The Impact of the New FAFSA on Farm Families: Different Opinions Surface

Unsettled in Great Falls, Montana, Cody Johannes, a 21-year-old Montana State University junior, has never borrowed for his education but frets about the possibility now.

Coming from Worden, a small Montana community, Johannes hails from a family that manages 300 acres of alfalfa and over 150 Black Angus cows.

Previously, with scholarships and state support, Johannes sailed through his first and second years at MSU without financial worry. However, amid filling out this year’s revised Free Application for Federal Student Aid (FAFSA), he’s concerned his farming background could lead to increased costs for his senior year.

Cody Johannes, a junior studying animal science and livestock management at Montana State University.

“It’s gonna hurt, for sure,” said Johannes, who is majoring in animal science and livestock management.

Concerns similar to Johannes’ have caught the attention of lawmakers in Washington, with some politicians raising alarm over the potential financial burden on farm families for college education. A group of senators recently penned a letter to Education Secretary Miguel Cardona, claiming insufficient consideration for rural students in the new FAFSA. The implications of the revamped form have sparked nationwide debate, especially among farm families like Johannes’.

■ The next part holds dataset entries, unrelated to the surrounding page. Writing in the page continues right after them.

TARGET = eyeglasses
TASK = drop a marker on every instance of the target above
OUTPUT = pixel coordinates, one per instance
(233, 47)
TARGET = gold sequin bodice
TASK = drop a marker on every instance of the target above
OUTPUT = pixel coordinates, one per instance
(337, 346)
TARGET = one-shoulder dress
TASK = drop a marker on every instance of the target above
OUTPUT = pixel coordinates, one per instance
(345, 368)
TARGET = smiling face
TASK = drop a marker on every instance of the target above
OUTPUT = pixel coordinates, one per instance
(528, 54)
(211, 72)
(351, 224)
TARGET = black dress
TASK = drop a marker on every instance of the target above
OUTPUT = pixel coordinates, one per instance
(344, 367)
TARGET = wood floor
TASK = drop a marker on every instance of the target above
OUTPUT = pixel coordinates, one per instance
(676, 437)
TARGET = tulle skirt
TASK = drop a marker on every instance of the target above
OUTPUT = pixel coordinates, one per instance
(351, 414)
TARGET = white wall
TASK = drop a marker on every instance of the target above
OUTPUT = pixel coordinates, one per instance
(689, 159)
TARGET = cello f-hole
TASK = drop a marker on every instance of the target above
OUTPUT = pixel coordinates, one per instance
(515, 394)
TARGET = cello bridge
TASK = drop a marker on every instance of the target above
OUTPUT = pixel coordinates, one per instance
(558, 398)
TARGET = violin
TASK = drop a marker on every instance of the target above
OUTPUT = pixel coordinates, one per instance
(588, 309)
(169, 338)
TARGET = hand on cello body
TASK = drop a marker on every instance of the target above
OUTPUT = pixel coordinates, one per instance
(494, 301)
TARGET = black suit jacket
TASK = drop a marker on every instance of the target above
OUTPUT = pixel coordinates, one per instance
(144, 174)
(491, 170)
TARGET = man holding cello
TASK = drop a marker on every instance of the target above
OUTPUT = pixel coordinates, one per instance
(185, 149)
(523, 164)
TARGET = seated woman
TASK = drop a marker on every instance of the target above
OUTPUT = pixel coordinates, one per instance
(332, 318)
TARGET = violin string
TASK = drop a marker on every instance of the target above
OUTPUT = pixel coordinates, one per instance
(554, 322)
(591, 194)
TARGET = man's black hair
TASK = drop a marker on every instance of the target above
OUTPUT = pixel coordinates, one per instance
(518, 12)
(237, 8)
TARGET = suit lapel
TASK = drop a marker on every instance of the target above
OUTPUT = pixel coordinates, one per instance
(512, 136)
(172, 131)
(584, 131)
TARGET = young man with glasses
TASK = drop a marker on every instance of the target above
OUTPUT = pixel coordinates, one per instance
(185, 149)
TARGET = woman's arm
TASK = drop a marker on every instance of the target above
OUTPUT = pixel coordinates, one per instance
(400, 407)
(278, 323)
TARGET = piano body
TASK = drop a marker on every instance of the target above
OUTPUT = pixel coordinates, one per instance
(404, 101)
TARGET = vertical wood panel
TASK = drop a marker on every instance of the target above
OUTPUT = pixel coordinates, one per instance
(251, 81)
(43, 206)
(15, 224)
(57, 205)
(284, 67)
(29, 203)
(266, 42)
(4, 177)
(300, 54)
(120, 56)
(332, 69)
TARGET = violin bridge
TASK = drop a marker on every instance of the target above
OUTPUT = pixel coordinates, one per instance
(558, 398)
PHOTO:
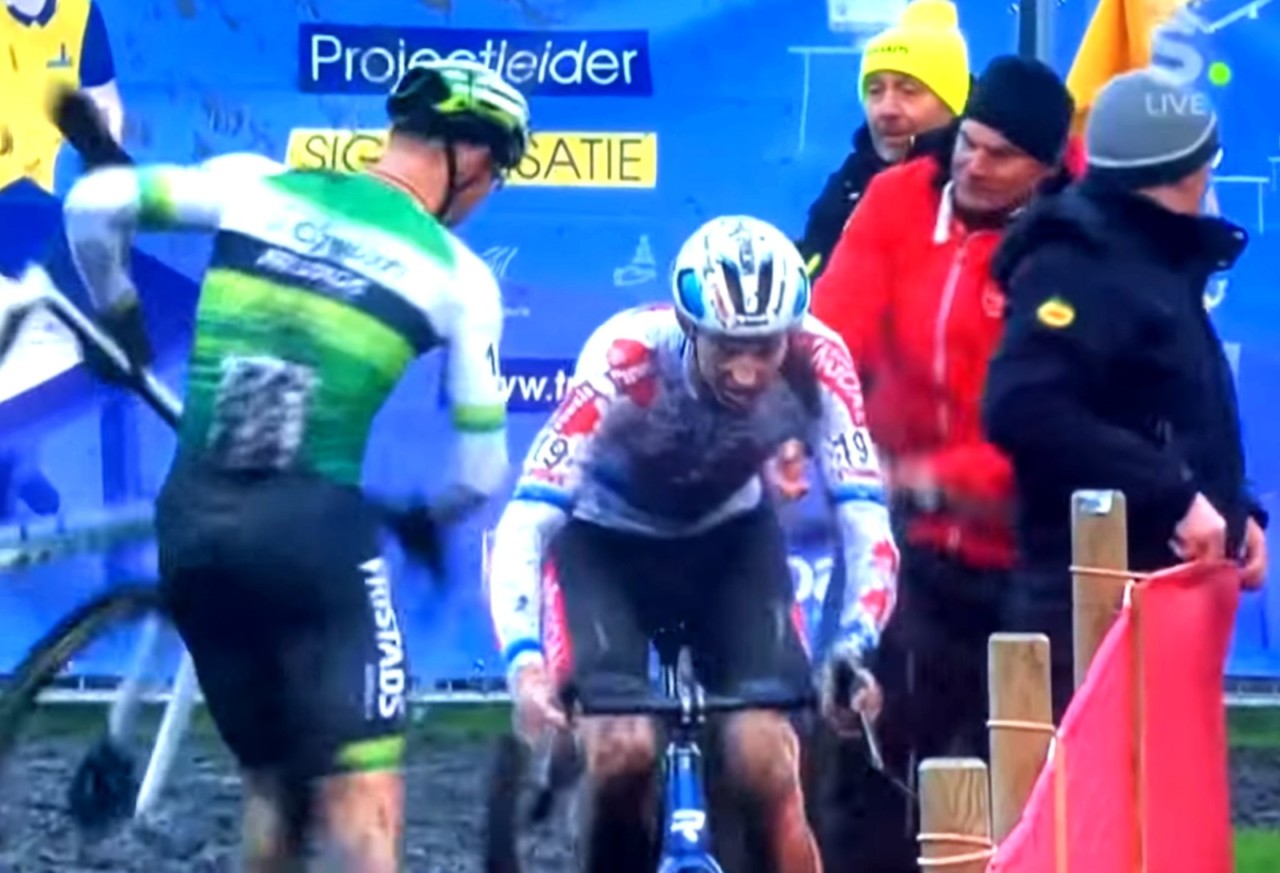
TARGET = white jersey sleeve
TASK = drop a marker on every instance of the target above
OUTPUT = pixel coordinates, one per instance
(544, 494)
(478, 403)
(104, 208)
(855, 485)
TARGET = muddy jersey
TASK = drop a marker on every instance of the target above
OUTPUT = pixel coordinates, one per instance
(634, 447)
(321, 289)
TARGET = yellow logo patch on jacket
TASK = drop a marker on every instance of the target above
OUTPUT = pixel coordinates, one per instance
(1055, 312)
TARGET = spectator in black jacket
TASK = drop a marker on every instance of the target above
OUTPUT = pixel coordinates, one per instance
(914, 78)
(1111, 374)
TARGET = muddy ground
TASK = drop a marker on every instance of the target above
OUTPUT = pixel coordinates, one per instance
(196, 827)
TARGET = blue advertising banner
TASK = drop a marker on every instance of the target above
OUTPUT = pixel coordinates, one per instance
(352, 59)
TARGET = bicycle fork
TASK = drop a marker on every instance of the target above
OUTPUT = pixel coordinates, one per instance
(686, 839)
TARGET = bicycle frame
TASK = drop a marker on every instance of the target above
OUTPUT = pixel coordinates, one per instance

According to the senators, the new form fails to understand the dynamics of farm families, signaling potential financial strains for such households. Sen. Joni Ernst highlighted a case from Iowa where families might face over fivefold increase in college costs compared to previous years. The concerns raised underscore the significant impact the new FAFSA can have on rural families.

Experts suggest the situation isn’t as straightforward as political discourse makes it seem, and a deeper understanding is essential to grasp the reality for farm families.

Since the bipartisan legislation on FAFSA’s overhaul in 2020, alterations have been made to address the concerns of rural student advocates, although recent hiccups have sparked criticism from lawmakers on Capitol Hill.

Read more: Millions of students may have just weeks to compare college financial aid offers

The FAFSA delay isn’t easing the concerns of agricultural families, who now have reduced time to review financial aid offers for high school seniors or transfer students.